Skip to content

Slurm Job Scheduler

Overview

In an HPC cluster, the users’ tasks to be done on compute nodes are controlled by a batch queuing system. Queuing systems manage job requests (shell scripts generally referred to as jobs) submitted by all users on Talon 3. In other words, to get your computations done by the cluster, you must submit a job request to a specific batch queue. The scheduler will assign your job to a compute node in the order determined by the policy on that queue and the availability of an idle compute node. Currently, Talon 3 resources have several policies in place to help guarantee fair resource utilization from all users.

The SLURM Workload Manger is userd to control how jobs are dispatched on the compute nodes.

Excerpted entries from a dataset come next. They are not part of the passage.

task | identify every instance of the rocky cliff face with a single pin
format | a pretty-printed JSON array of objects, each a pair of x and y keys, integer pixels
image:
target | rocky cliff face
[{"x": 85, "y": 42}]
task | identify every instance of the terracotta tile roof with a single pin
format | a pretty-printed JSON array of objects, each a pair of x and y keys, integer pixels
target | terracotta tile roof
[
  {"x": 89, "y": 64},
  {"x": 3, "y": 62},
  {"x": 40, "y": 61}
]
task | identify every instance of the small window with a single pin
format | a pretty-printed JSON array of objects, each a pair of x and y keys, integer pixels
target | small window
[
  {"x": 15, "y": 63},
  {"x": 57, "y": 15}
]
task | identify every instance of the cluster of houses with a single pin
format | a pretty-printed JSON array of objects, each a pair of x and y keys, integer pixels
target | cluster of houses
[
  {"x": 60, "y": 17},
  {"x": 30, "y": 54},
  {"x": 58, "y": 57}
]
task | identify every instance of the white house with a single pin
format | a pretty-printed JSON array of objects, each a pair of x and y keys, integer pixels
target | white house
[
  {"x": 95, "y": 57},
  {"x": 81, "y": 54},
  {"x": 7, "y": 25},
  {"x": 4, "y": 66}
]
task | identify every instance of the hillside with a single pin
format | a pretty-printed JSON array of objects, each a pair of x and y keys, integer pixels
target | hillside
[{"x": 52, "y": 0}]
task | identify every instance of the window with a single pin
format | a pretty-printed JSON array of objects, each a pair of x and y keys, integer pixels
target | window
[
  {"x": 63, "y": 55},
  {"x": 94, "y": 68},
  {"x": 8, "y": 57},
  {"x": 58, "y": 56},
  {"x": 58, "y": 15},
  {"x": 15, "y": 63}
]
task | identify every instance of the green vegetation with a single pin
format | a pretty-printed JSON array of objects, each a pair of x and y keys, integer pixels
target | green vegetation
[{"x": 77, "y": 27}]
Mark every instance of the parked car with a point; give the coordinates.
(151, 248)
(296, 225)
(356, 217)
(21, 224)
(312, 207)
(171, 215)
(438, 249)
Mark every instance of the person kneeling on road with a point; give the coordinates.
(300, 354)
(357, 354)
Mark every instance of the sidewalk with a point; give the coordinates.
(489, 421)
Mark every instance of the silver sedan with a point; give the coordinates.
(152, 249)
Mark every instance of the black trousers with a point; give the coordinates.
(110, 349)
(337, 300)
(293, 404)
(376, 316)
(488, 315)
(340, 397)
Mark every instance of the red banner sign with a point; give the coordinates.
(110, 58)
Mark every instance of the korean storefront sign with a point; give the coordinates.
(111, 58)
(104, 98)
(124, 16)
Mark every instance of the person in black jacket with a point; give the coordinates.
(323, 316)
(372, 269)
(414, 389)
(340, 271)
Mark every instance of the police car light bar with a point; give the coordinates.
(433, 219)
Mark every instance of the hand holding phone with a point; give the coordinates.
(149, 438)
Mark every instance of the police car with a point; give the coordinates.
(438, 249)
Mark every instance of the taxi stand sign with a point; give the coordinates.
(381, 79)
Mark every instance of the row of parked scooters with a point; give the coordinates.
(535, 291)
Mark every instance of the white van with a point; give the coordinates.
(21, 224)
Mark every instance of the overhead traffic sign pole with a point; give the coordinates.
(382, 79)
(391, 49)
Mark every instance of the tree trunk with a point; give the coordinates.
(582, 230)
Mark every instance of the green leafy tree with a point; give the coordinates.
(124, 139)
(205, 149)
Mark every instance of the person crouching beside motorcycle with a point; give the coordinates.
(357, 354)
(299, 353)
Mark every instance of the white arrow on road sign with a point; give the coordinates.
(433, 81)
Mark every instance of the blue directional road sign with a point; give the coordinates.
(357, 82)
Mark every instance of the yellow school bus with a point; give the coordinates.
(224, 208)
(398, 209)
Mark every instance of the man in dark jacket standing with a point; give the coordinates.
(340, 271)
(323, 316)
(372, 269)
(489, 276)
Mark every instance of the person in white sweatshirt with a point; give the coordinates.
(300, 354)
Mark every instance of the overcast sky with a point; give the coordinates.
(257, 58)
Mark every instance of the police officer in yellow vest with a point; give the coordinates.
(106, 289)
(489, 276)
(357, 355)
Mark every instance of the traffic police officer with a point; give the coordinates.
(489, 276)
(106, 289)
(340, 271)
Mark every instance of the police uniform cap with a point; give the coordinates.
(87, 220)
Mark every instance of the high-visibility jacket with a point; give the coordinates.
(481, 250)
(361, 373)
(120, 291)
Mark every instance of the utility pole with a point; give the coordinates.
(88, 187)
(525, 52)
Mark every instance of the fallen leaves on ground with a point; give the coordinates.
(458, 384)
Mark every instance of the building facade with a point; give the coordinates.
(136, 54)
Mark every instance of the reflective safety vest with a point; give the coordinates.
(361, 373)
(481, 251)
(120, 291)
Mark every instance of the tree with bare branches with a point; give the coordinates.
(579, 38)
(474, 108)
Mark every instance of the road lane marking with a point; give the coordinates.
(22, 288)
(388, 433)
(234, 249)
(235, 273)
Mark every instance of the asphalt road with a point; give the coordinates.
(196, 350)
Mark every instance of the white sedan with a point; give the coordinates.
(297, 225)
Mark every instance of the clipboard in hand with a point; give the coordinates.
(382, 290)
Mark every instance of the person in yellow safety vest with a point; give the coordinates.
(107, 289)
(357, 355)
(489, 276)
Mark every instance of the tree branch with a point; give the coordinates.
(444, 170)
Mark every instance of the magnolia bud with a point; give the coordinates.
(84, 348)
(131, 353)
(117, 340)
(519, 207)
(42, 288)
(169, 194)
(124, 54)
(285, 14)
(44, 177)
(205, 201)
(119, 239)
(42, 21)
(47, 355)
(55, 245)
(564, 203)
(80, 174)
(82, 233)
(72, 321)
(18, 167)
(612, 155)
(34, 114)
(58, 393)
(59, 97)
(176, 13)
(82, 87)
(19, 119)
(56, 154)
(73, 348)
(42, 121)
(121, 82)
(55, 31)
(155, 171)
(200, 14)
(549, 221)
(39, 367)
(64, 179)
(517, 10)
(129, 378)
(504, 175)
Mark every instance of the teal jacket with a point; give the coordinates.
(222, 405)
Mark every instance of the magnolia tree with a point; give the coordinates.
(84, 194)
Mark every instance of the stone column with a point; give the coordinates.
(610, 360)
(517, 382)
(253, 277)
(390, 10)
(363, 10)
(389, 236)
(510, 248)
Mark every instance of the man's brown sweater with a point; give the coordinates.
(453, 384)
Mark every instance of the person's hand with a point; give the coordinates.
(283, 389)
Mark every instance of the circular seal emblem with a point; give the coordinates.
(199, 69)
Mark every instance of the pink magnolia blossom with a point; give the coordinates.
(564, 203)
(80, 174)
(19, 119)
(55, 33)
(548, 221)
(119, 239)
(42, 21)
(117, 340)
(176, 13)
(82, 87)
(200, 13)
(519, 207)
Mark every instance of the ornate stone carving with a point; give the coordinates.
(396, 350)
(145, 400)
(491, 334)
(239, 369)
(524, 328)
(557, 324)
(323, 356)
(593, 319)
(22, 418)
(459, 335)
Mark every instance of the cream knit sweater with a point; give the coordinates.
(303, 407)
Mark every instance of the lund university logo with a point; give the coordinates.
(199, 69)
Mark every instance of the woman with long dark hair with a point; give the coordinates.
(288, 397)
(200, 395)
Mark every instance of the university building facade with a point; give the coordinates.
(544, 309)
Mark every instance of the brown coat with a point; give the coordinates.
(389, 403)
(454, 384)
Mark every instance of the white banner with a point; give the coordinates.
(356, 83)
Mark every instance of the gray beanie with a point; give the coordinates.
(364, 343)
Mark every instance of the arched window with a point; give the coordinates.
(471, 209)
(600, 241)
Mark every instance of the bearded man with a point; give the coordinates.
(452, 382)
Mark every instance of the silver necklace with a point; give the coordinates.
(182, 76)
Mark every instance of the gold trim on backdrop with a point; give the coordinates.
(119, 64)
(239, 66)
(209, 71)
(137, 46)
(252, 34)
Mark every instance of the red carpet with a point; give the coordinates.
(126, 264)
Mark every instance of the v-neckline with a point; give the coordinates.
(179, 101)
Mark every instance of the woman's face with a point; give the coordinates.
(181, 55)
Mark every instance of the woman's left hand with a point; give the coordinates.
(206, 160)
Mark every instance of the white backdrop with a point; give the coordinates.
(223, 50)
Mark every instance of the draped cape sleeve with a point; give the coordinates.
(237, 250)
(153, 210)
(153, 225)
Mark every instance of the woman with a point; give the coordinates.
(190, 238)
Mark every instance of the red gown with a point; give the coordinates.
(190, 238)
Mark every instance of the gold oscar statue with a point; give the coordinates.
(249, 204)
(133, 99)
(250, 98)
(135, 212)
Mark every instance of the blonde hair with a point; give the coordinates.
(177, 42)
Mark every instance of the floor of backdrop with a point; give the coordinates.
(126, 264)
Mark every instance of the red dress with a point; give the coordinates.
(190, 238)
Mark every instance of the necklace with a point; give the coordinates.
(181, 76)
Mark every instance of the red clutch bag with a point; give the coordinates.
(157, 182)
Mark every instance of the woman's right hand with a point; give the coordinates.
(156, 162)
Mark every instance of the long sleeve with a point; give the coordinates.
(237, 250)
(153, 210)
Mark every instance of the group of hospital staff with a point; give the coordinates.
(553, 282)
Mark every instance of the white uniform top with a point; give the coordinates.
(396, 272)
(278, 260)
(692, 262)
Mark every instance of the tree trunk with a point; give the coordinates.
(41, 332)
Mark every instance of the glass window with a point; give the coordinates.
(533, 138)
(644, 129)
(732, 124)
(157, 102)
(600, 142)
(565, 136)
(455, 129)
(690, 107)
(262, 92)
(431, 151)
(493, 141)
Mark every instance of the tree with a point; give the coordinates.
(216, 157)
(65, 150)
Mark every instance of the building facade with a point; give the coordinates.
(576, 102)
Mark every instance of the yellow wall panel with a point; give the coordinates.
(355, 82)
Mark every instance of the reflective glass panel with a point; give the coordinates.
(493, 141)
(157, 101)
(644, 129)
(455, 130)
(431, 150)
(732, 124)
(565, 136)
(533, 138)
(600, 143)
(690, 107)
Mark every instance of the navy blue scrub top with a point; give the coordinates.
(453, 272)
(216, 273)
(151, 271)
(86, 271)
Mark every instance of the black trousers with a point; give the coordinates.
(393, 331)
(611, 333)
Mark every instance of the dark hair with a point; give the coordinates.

Basic Information about Slurm

The Slurm Workload Manager (formally known as Simple Linux Utility for Resource Management or SLURM), or Slurm, is a free and open-source job scheduler for Linux and Unix-like kernels, used by many of the world’s supercomputers and computer clusters. It provides three key functions. First, it allocates exclusive and/or non-exclusive access to resources (computer nodes) to users for some duration of time so they can perform work. Second, it provides a framework for starting, executing, and monitoring work (typically a parallel job such as MPI) on a set of allocated nodes. Finally, it arbitrates contention for resources by managing a queue of pending jobs. Slurm is the workload manager on about 60% of the TOP500 supercomputers, including Tianhe-2 that, until 2016, was the world’s fastest computer. Slurm uses a best fit algorithm based on Hilbert curve scheduling or fat tree network topology in order to optimize locality of task assignments on parallel computers.

Slurm Tutorials and Commands

A Quick-Start Guide for those unfamiliar with Slurm can be found here

Slurm Tutorial Videos can be found here for additional information

Talon3 Job Submission

Partitions

Currently on Talon3, there are 4 partitions for users to submit their jobs.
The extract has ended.